Les officiels de la FIFA ont une fois de plus démontré leur maîtrise du terme « erreur d'identité » - cette fois lors du quart de finale de la Coupe du monde samedi entre l'Argentine et la Suisse, laissant l'attaquant suisse Breel Embolo en larmes et son équipe en infériorité numérique pendant 67 minutes contre les champions en titre.

« C'est complètement incompréhensible », a déclaré le sélectionneur suisse Murat Yakin après le match, probablement en cherchant un dictionnaire des synonymes. « Je sais qu'ils protégeront leur arbitre, mais cette règle a détruit le match aujourd'hui. »

La revue du VAR et le carton rouge ont couronné une période extraordinaire qui a bouleversé un match jusque-là sans vie. La Suisse venait d'égaliser par Dan Ndoye à la 67e minute et prenait le dessus, avant de se retrouver à dix cinq minutes plus tard grâce à la magie de la technologie.

Le moment clé : le milieu argentin Leandro Paredes a plongé pour défier Embolo alors que l'attaquant filait vers l'avant, semblant accrocher sa jambe. L'arbitre portugais João Pinheiro a d'abord donné un carton jaune à Paredes. Mais ensuite, le VAR Guillermo Pacheco Larios a recommandé une revue pour erreur d'identité, et d'une manière ou d'une autre, la faute a été transformée d'une faute de Paredes en simulation d'Embolo - deux infractions passibles d'un carton jaune. Embolo, déjà averti en première mi-temps pour une faute sur Paredes, a été expulsé.

« Tout d'abord, il n'y avait absolument aucune raison de donner ce carton jaune », a déclaré Yakin. « Je ne comprends pas, c'était une situation anodine. »

Le milieu suisse Remo Freuler était tout aussi perplexe : « C'est juste un désastre. Je ne sais pas ce que l'arbitre fait ici. Je ne comprends pas pourquoi ils l'appellent pour une situation comme celle-ci, car il y a beaucoup de fautes [comme ça] en première mi-temps. »
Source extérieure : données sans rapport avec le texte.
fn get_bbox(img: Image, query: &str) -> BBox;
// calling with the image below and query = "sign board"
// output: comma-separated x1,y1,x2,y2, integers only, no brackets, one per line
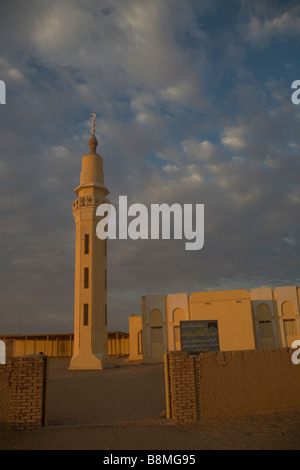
180,320,220,353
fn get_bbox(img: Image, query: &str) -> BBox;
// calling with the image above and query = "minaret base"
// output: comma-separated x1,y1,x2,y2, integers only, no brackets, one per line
69,351,106,370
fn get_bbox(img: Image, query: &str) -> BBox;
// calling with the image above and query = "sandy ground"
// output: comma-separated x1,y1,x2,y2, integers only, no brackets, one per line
0,359,300,451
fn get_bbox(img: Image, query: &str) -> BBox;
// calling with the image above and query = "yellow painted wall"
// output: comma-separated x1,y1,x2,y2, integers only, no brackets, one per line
133,286,300,362
129,314,143,361
189,292,255,351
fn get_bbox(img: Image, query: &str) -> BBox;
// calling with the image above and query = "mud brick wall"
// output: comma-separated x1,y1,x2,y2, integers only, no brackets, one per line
168,348,300,423
0,356,47,430
168,351,197,424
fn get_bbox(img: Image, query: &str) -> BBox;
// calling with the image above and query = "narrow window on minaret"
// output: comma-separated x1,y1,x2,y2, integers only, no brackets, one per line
84,268,89,289
83,304,89,326
84,234,90,255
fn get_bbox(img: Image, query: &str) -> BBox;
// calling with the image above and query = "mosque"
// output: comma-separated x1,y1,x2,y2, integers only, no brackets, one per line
1,114,300,370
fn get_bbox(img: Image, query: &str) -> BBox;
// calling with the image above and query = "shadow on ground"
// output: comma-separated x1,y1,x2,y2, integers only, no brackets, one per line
47,359,165,426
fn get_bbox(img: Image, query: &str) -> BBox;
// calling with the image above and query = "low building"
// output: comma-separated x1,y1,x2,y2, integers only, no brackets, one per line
129,286,300,363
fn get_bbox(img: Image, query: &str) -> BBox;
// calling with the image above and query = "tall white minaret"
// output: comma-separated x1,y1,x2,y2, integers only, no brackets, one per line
69,114,109,370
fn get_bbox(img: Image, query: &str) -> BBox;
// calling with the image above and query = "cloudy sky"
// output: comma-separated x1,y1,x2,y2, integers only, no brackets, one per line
0,0,300,334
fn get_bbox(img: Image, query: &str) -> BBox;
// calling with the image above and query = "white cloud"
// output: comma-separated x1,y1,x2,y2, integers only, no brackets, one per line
222,127,246,151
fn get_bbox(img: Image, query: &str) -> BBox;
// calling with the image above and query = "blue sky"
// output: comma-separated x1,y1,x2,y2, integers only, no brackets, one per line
0,0,300,334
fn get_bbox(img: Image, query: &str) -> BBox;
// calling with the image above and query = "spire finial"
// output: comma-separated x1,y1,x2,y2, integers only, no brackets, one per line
89,113,98,153
91,113,96,134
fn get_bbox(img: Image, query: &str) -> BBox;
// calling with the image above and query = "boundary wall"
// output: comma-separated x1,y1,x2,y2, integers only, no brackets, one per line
0,355,47,430
165,348,300,424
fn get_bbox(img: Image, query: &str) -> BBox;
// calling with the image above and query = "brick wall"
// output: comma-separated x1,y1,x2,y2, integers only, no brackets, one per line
0,356,47,429
168,351,197,424
167,348,300,424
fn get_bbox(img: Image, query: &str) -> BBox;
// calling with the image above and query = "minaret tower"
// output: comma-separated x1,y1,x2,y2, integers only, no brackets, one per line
69,114,109,370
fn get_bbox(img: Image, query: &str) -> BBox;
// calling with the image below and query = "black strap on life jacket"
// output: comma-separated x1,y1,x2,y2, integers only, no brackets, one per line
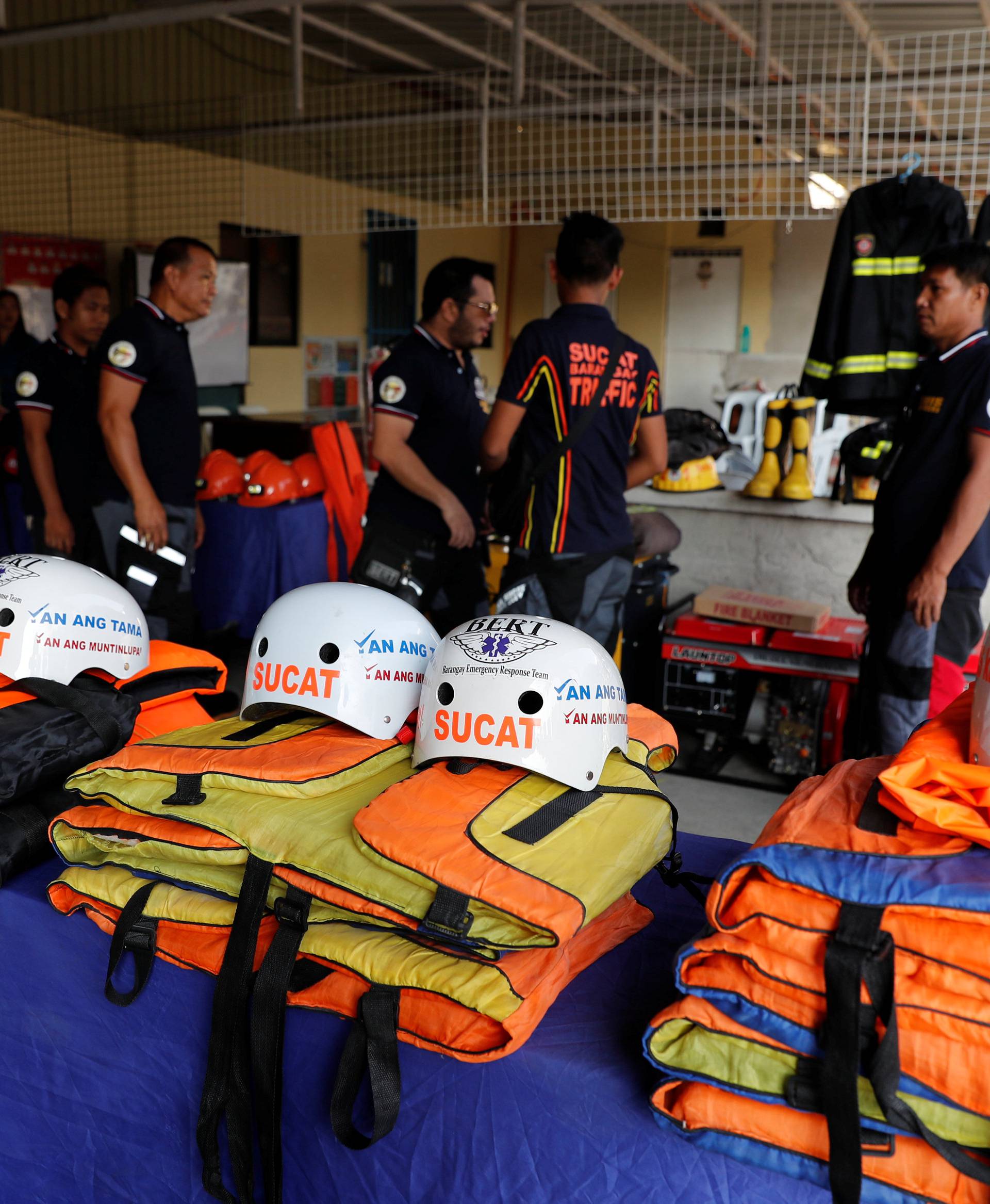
821,903,990,1204
104,883,158,1008
196,855,273,1204
329,983,402,1150
252,886,311,1204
Le banc suisse a explosé lorsque la décision a été annoncée au Kansas City Stadium, déclenchant des célébrations sauvages parmi la foule pro-Argentine. Embolo a entouré Pinheiro avec une incrédulité animée, a finalement fondu en larmes et a dû être escorté dans le tunnel par ses coéquipiers.

« Vous imaginez comment il va », a déclaré Yakin. « Il est anéanti. Il n'a pas pu aider l'équipe aujourd'hui. Cela nous fait mal et cela lui fait mal. C'était une erreur d'arbitrage. »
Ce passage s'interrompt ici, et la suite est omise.